Visit Buckenham House, which not only dates back to the 1500s and is one of the few surviving buildings from that era but also contains an intriguing art gallery. Richard Buckenham, a prosperous merchant from the time period who built the mansion, was responsible for its construction. The building was enormous for its time period, and many aspects of its design can still be seen today. A true treasure for anyone who are interested in things Tudor.
Southwold received its royal charter from Henry VII in 1489, once prospering, like many of its neighbours, from herring fishing. Like many seaside towns of the 1800s, Southwald also has a pier, damaged in a storm and then restored to its original length and reopened in 2001.
Also not to be missed is the lighthouse which is more than 100 years old, 30 meters high, its light can be seen 25km away from the sea.
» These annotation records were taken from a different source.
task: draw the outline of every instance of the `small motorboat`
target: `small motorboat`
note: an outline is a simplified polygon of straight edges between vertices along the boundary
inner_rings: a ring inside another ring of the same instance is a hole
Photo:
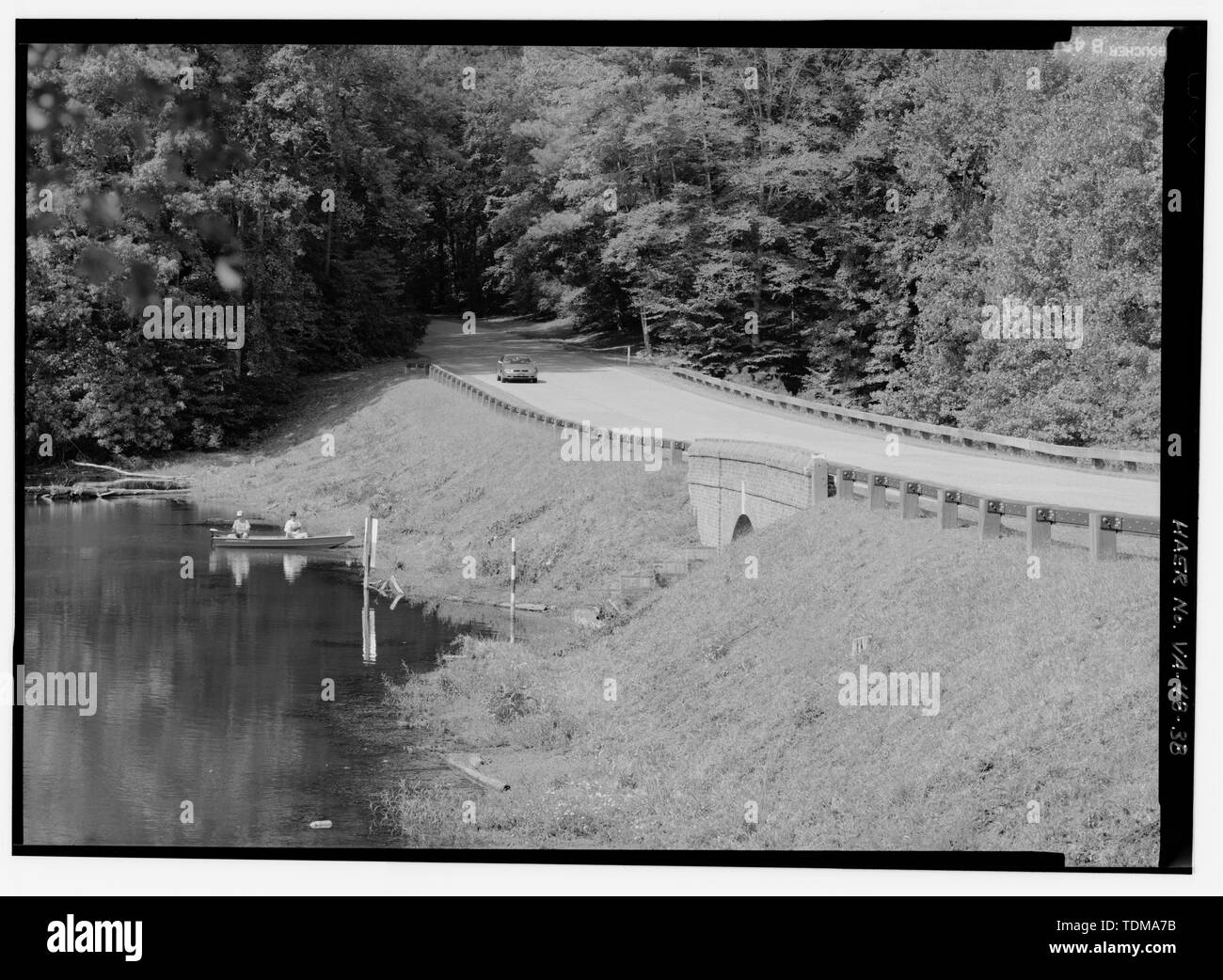
[[[213,534],[213,547],[340,547],[351,541],[353,534],[317,534],[307,538],[285,538],[283,534],[249,534],[237,538],[232,534]]]

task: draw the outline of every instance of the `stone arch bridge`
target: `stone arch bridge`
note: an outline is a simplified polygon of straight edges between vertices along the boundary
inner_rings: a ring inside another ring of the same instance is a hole
[[[828,466],[806,450],[698,439],[687,447],[689,500],[701,544],[729,544],[828,496]]]

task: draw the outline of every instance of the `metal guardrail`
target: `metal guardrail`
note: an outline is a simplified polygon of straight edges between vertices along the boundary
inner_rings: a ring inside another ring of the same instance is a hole
[[[1054,442],[1041,442],[1037,439],[1019,439],[1009,435],[997,435],[994,433],[981,433],[976,429],[958,429],[950,425],[934,425],[928,422],[914,422],[911,419],[895,418],[894,415],[881,415],[873,412],[863,412],[859,408],[846,408],[839,404],[827,404],[813,402],[806,398],[794,398],[789,395],[779,395],[774,391],[736,385],[731,381],[723,381],[708,374],[689,370],[687,368],[671,368],[671,374],[686,381],[693,381],[707,387],[715,387],[722,391],[750,398],[757,402],[775,406],[781,409],[793,409],[808,415],[818,415],[823,419],[839,422],[849,425],[865,425],[870,429],[898,433],[901,435],[916,436],[925,441],[939,441],[947,445],[961,445],[967,448],[985,450],[1009,450],[1013,453],[1035,457],[1046,457],[1062,463],[1077,463],[1086,461],[1097,469],[1108,466],[1119,467],[1125,470],[1137,470],[1140,467],[1159,469],[1158,452],[1140,452],[1134,450],[1095,448],[1088,446],[1059,446]]]

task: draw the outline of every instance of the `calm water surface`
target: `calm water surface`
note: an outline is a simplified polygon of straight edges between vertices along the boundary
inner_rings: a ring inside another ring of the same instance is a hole
[[[379,600],[369,656],[360,549],[215,550],[199,522],[224,512],[137,500],[26,507],[26,670],[95,672],[98,695],[92,716],[23,711],[24,843],[394,844],[372,826],[368,798],[402,762],[388,769],[384,751],[335,723],[336,709],[377,704],[383,675],[401,677],[405,662],[429,670],[456,635],[490,635],[508,620],[405,602],[391,612]],[[183,556],[194,578],[182,577]],[[193,824],[180,817],[183,800]]]

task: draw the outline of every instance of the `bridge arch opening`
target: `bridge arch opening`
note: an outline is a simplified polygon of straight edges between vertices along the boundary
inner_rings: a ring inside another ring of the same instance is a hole
[[[737,541],[740,538],[752,533],[752,519],[745,514],[739,514],[739,519],[735,522],[735,529],[730,532],[730,540]]]

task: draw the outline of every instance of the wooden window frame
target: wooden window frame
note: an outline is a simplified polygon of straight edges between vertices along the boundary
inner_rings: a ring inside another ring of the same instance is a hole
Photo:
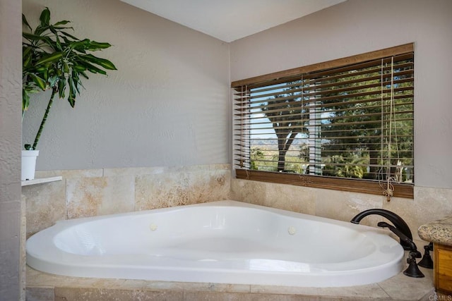
[[[329,61],[324,63],[295,68],[261,76],[253,77],[231,82],[232,88],[247,86],[248,87],[262,87],[290,80],[300,73],[319,71],[326,69],[343,67],[348,65],[364,63],[388,56],[403,55],[414,52],[414,43],[405,44],[375,51],[352,56],[346,58]],[[246,168],[235,168],[236,178],[250,180],[295,185],[299,186],[331,189],[340,191],[350,191],[372,195],[383,195],[381,183],[375,180],[352,179],[285,173],[279,172],[261,171]],[[393,197],[413,198],[414,184],[393,183]]]

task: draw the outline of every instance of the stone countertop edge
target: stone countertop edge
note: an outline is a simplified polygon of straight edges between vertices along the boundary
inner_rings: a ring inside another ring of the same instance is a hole
[[[417,234],[424,240],[452,246],[452,216],[421,226]]]

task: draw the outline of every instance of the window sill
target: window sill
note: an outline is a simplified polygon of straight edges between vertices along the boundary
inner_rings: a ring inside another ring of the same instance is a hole
[[[236,177],[239,179],[383,195],[383,189],[380,187],[380,183],[376,180],[338,178],[245,169],[236,169],[235,171]],[[393,185],[394,187],[393,197],[408,199],[414,197],[413,185],[393,183]]]
[[[62,179],[63,179],[63,177],[61,176],[59,176],[51,177],[51,178],[39,178],[39,179],[23,180],[22,181],[22,186],[28,186],[28,185],[30,185],[42,184],[42,183],[44,183],[55,182],[55,181],[61,180]]]

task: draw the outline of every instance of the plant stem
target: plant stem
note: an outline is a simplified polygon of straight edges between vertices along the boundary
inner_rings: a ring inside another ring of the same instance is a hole
[[[52,104],[53,104],[54,102],[54,97],[55,97],[56,92],[56,89],[54,88],[52,90],[52,95],[50,96],[50,99],[49,99],[49,104],[47,104],[47,109],[45,109],[45,113],[44,113],[42,121],[41,122],[40,128],[39,130],[37,130],[37,133],[36,133],[36,137],[35,138],[35,142],[33,142],[32,149],[36,149],[36,146],[37,145],[37,142],[40,140],[40,138],[41,137],[41,133],[42,132],[42,129],[44,128],[45,122],[47,120],[47,116],[49,115],[49,112],[50,111],[50,108],[52,108]]]

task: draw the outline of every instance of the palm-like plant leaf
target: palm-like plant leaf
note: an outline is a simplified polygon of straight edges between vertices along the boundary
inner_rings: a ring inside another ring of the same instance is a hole
[[[35,149],[56,94],[65,98],[66,89],[69,87],[67,100],[73,107],[80,87],[83,87],[81,78],[89,78],[86,71],[107,75],[105,70],[117,68],[110,61],[88,53],[109,48],[112,46],[109,43],[80,39],[68,33],[66,30],[73,30],[65,26],[71,23],[69,20],[51,24],[50,11],[47,7],[42,11],[40,24],[35,30],[23,14],[22,22],[29,30],[23,32],[23,116],[30,105],[30,93],[52,91],[32,147]]]

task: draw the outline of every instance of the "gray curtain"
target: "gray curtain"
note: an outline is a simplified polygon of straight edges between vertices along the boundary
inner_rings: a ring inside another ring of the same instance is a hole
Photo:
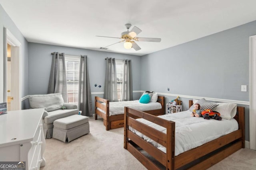
[[[60,93],[62,95],[64,102],[66,103],[68,97],[65,54],[55,52],[52,54],[52,61],[48,94]]]
[[[104,98],[110,102],[118,102],[116,81],[116,68],[114,58],[107,58],[104,85]]]
[[[86,56],[81,56],[79,70],[78,109],[84,116],[92,117],[92,94]]]
[[[121,101],[133,100],[132,63],[129,60],[124,60],[124,78],[121,93]]]

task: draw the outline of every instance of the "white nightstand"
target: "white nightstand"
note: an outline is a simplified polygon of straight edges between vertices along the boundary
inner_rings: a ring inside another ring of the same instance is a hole
[[[166,104],[166,114],[174,113],[182,111],[182,105],[174,105],[169,103]]]

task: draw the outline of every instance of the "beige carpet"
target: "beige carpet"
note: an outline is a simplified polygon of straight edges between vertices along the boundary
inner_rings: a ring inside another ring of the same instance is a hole
[[[89,123],[90,133],[70,143],[46,139],[46,166],[40,169],[146,169],[124,149],[123,128],[106,131],[102,119]],[[208,170],[256,170],[256,151],[241,149]]]

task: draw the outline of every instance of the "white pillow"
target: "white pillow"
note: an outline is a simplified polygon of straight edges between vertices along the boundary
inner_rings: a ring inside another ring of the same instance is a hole
[[[157,94],[157,93],[153,93],[153,95],[151,97],[151,99],[150,99],[150,102],[156,102],[157,101],[157,100],[158,98],[158,95]]]
[[[235,117],[236,114],[236,104],[229,103],[217,103],[218,106],[214,111],[220,114],[222,119],[230,119]]]

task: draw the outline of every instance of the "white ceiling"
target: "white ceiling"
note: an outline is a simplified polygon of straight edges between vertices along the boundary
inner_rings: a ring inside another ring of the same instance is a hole
[[[142,55],[256,20],[255,0],[0,0],[29,42]],[[126,49],[119,39],[130,23],[137,42]]]

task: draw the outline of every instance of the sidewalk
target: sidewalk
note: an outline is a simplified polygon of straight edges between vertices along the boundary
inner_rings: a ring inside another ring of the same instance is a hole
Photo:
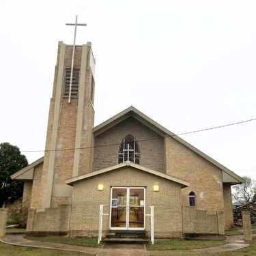
[[[147,251],[144,244],[104,244],[101,248],[85,247],[76,245],[69,245],[53,242],[45,242],[39,241],[28,240],[20,234],[8,234],[5,238],[0,239],[0,242],[5,244],[35,247],[41,248],[48,248],[53,250],[61,250],[66,251],[74,251],[85,253],[97,256],[147,256],[160,255],[166,254],[187,253],[220,253],[228,251],[234,251],[248,246],[250,244],[242,240],[242,236],[237,236],[227,239],[228,244],[218,246],[209,247],[201,249],[193,249],[186,251]]]

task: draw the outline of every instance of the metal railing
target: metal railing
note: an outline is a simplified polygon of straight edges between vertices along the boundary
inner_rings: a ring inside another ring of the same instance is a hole
[[[150,214],[145,214],[145,216],[150,217],[150,239],[154,244],[154,206],[150,206]]]
[[[103,213],[104,204],[100,204],[100,218],[99,218],[99,233],[98,236],[98,244],[100,244],[102,237],[102,217],[104,215],[109,215],[109,214]]]

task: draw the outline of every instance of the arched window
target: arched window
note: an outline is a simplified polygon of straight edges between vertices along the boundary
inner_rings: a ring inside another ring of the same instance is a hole
[[[131,161],[139,164],[139,150],[135,138],[127,135],[122,142],[118,153],[118,163]]]
[[[195,194],[194,192],[190,192],[188,195],[189,206],[195,205]]]

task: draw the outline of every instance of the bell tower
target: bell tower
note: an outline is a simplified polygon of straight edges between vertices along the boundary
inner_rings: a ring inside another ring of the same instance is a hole
[[[38,197],[41,210],[70,203],[72,188],[66,180],[92,170],[95,59],[91,42],[74,47],[58,44]]]

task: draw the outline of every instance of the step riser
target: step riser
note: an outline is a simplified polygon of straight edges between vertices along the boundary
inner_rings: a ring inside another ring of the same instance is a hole
[[[143,239],[147,239],[147,236],[145,235],[141,235],[141,236],[132,236],[132,235],[107,235],[106,236],[106,238],[143,238]]]
[[[108,244],[147,244],[148,241],[120,241],[120,240],[104,240],[104,242]]]
[[[107,243],[146,244],[148,237],[145,231],[109,231],[104,240]]]

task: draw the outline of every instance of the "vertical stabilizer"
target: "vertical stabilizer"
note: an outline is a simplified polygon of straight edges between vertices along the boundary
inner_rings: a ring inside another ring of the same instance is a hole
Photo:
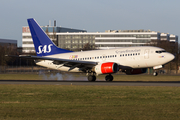
[[[58,48],[33,18],[28,19],[27,21],[29,24],[29,29],[31,31],[31,36],[37,56],[48,56],[60,53],[73,52]]]

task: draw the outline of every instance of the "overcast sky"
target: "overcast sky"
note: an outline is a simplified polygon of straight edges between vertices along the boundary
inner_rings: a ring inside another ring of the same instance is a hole
[[[0,38],[22,46],[28,18],[88,32],[150,29],[180,36],[179,12],[180,0],[0,0]]]

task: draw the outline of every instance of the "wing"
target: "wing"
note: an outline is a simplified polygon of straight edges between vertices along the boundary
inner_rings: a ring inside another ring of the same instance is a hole
[[[50,60],[53,61],[53,64],[61,65],[69,67],[69,71],[73,70],[74,68],[80,68],[82,71],[86,71],[89,69],[92,69],[94,66],[96,66],[97,62],[91,62],[91,61],[79,61],[79,60],[70,60],[70,59],[61,59],[61,58],[52,58],[52,57],[39,57],[39,56],[27,56],[27,55],[6,55],[8,57],[18,57],[18,58],[26,58],[26,59],[34,59],[34,60]],[[61,67],[60,66],[60,67]]]

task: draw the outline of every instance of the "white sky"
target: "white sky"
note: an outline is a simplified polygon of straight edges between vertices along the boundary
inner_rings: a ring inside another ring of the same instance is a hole
[[[22,26],[41,25],[105,30],[153,30],[180,36],[180,0],[0,0],[0,38],[18,40]]]

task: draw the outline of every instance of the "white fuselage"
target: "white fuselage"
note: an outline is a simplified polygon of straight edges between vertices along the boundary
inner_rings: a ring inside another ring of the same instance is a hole
[[[164,49],[151,46],[70,52],[46,57],[78,61],[93,61],[98,64],[115,62],[120,66],[120,69],[156,67],[164,65],[174,59],[174,56],[166,52]],[[61,64],[53,64],[53,61],[50,60],[42,60],[36,62],[36,64],[61,71],[69,70],[69,67],[64,67]],[[74,68],[69,72],[80,72],[80,70],[78,68]]]

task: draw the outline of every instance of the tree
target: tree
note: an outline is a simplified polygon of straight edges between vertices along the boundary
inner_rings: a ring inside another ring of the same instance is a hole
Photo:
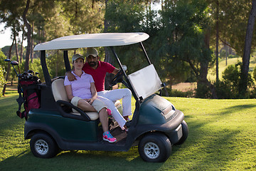
[[[250,56],[251,53],[253,28],[256,19],[256,0],[252,0],[252,9],[249,16],[245,48],[242,56],[242,66],[241,68],[241,80],[239,86],[239,94],[244,97],[247,88]]]
[[[164,58],[170,58],[169,61],[178,58],[189,65],[197,78],[197,92],[203,92],[197,94],[198,97],[208,98],[208,88],[213,97],[217,98],[214,86],[207,80],[208,66],[213,61],[207,6],[204,1],[178,1],[166,4],[161,13],[163,27],[157,37],[161,43],[156,43],[161,45]]]

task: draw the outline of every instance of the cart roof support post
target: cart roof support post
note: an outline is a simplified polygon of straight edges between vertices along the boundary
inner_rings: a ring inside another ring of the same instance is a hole
[[[46,66],[46,51],[41,51],[41,66],[43,69],[43,73],[46,80],[46,84],[47,86],[50,86],[51,81],[50,81],[50,74]]]
[[[128,84],[128,86],[129,86],[129,89],[132,91],[132,93],[134,98],[135,98],[135,100],[139,100],[139,98],[137,97],[137,94],[135,93],[134,90],[133,90],[133,88],[132,88],[132,84],[130,83],[129,81],[128,80],[127,76],[127,74],[126,74],[126,73],[125,73],[125,71],[124,71],[124,68],[123,68],[123,67],[122,67],[122,63],[121,63],[121,62],[120,62],[120,60],[119,59],[119,58],[118,58],[117,53],[115,53],[115,51],[114,51],[114,47],[113,47],[113,46],[111,46],[110,48],[111,48],[111,51],[112,51],[114,57],[117,58],[117,63],[118,63],[118,64],[119,64],[121,70],[122,70],[122,71],[123,71],[123,73],[124,73],[124,77],[125,77],[125,80],[126,80],[126,81],[127,82],[127,84]]]

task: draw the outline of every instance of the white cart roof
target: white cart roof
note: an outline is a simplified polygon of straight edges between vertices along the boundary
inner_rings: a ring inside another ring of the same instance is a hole
[[[38,44],[33,50],[68,50],[79,48],[124,46],[142,42],[149,37],[147,33],[139,32],[73,35]]]

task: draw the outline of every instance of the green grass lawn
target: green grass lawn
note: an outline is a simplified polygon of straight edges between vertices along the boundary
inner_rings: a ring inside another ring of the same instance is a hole
[[[256,170],[256,100],[166,98],[184,113],[188,138],[173,147],[165,162],[148,163],[137,147],[128,152],[66,151],[51,159],[35,157],[29,140],[23,139],[25,120],[16,115],[17,97],[0,98],[0,171]]]

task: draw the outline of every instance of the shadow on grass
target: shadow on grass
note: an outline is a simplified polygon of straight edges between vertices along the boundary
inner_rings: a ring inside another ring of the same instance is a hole
[[[179,149],[176,150],[178,154],[186,155],[181,160],[174,160],[177,157],[174,156],[170,166],[167,165],[166,167],[176,169],[186,165],[185,170],[222,170],[228,168],[230,161],[242,152],[239,146],[236,147],[240,143],[235,141],[240,130],[220,128],[213,130],[204,126],[205,124],[198,120],[188,122],[188,139],[182,147],[177,146]]]
[[[128,152],[65,151],[50,159],[26,150],[1,162],[0,170],[157,170],[162,165],[144,162],[137,147]]]

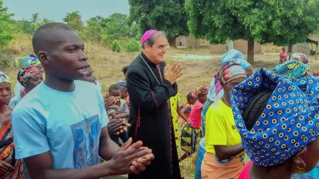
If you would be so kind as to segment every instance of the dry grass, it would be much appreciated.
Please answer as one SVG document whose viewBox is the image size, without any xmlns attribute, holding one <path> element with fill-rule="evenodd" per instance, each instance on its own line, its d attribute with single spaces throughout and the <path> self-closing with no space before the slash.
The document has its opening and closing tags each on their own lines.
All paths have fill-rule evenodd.
<svg viewBox="0 0 319 179">
<path fill-rule="evenodd" d="M 279 53 L 284 47 L 276 46 L 271 44 L 262 46 L 262 51 L 264 53 Z"/>
</svg>

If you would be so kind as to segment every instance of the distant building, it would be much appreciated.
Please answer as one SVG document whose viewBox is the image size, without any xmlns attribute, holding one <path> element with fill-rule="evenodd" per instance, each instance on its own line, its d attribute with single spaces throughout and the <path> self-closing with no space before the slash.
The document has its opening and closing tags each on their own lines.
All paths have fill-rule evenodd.
<svg viewBox="0 0 319 179">
<path fill-rule="evenodd" d="M 212 53 L 224 53 L 230 50 L 235 49 L 243 53 L 246 53 L 248 50 L 248 43 L 246 40 L 237 40 L 235 41 L 230 40 L 224 45 L 212 45 L 210 51 Z M 255 43 L 254 48 L 255 53 L 262 52 L 262 45 Z"/>
<path fill-rule="evenodd" d="M 175 43 L 176 46 L 209 47 L 212 53 L 224 53 L 233 49 L 245 53 L 247 53 L 248 50 L 248 42 L 243 40 L 229 41 L 225 44 L 211 45 L 205 40 L 196 39 L 192 36 L 180 35 L 176 38 Z M 262 45 L 255 43 L 254 50 L 256 53 L 261 53 Z"/>
</svg>

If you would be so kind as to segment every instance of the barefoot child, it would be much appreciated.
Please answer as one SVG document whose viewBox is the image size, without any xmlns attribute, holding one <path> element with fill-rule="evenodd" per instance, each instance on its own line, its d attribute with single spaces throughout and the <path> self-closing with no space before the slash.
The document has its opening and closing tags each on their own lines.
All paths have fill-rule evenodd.
<svg viewBox="0 0 319 179">
<path fill-rule="evenodd" d="M 129 117 L 129 110 L 126 101 L 121 99 L 121 87 L 118 84 L 113 84 L 110 86 L 108 88 L 108 94 L 109 96 L 113 96 L 116 101 L 114 103 L 113 107 L 107 109 L 107 112 L 109 116 L 112 117 L 114 120 L 118 118 L 127 118 Z M 119 142 L 118 138 L 121 138 L 123 143 L 127 141 L 128 132 L 127 130 L 124 130 L 124 132 L 119 136 L 111 135 L 110 136 L 111 139 L 116 143 L 119 146 L 121 144 Z"/>
<path fill-rule="evenodd" d="M 191 108 L 192 105 L 195 103 L 195 98 L 193 97 L 192 96 L 192 92 L 189 92 L 187 94 L 186 97 L 187 98 L 187 102 L 186 102 L 182 106 L 182 111 L 183 113 L 184 113 L 185 116 L 189 118 L 189 115 L 190 115 L 190 112 L 191 111 Z M 182 120 L 182 126 L 184 125 L 185 124 L 186 121 L 184 119 Z"/>
</svg>

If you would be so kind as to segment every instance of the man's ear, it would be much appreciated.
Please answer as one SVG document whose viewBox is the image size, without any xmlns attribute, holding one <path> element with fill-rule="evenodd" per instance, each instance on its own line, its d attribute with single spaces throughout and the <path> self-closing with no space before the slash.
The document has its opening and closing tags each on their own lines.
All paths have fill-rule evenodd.
<svg viewBox="0 0 319 179">
<path fill-rule="evenodd" d="M 46 51 L 39 51 L 37 54 L 38 58 L 41 63 L 47 65 L 49 64 L 48 53 Z"/>
<path fill-rule="evenodd" d="M 150 45 L 149 45 L 148 43 L 144 43 L 144 49 L 145 49 L 146 50 L 146 51 L 150 51 L 150 50 L 151 48 L 152 48 L 152 47 L 151 47 L 151 46 L 150 46 Z"/>
</svg>

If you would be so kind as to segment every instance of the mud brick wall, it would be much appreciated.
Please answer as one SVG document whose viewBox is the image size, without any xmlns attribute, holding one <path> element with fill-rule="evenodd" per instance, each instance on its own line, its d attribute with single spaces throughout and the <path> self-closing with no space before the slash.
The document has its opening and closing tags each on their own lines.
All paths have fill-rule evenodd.
<svg viewBox="0 0 319 179">
<path fill-rule="evenodd" d="M 234 48 L 239 51 L 241 51 L 243 53 L 247 53 L 248 48 L 248 42 L 246 40 L 238 40 L 235 41 Z M 262 52 L 262 46 L 257 43 L 255 43 L 254 47 L 254 52 L 255 53 L 260 53 Z"/>
</svg>

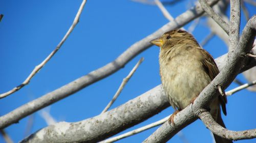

Below the lighthouse is a small Victorian pub, the Sole Bay Inn, whose name recalls a battle fought at Southwold in 1672, an episode of the Third Anglo-Dutch War, when the Duke of York, Lord High Admiral of England and later crowned James II, he used Sutherland House in Southwold as his headquarters and launched his fleet (along with the French) from here.
In this battle died Edward Montagu, Earl of Sandwich, who was the great-grandson of that fellow, always Earl of Sandwich who loved playing cards so much that he didn’t have time to eat and invented the sandwich.
If you are in Southwold also visit the church of St Edmund King & Martyrwhich survived the English Civil War well and is now still filled with art and relics from the Tudor era and earlier.
There are two historic museums are in Southwold, one is the Southwold Museum which contains from the natural history of the area to maritime history, the second is the Southwold Sailors Reading Room which has a little bit of everything about the town’s maritime history.
Another museum is the The Amber Museum, which traces the history of amber through millions of years. If you don’t want to spend so much time indoors, there are some good country walks around Southwold, both along the coast and inland. But part of the pleasure of visiting Southwold is wandering around the village and looking at the many independent and often quirky shops to be found there.
How to get to Southwold?
To get there you can take the train to Norwich from London and then bus to Lowestoft w from here bus number 99 to Southwold. Or you can take buses from London (Stratford) to Lowestoft and then take the 99 bus. You can do this as a day trip if you plan well or as a weekend getaway.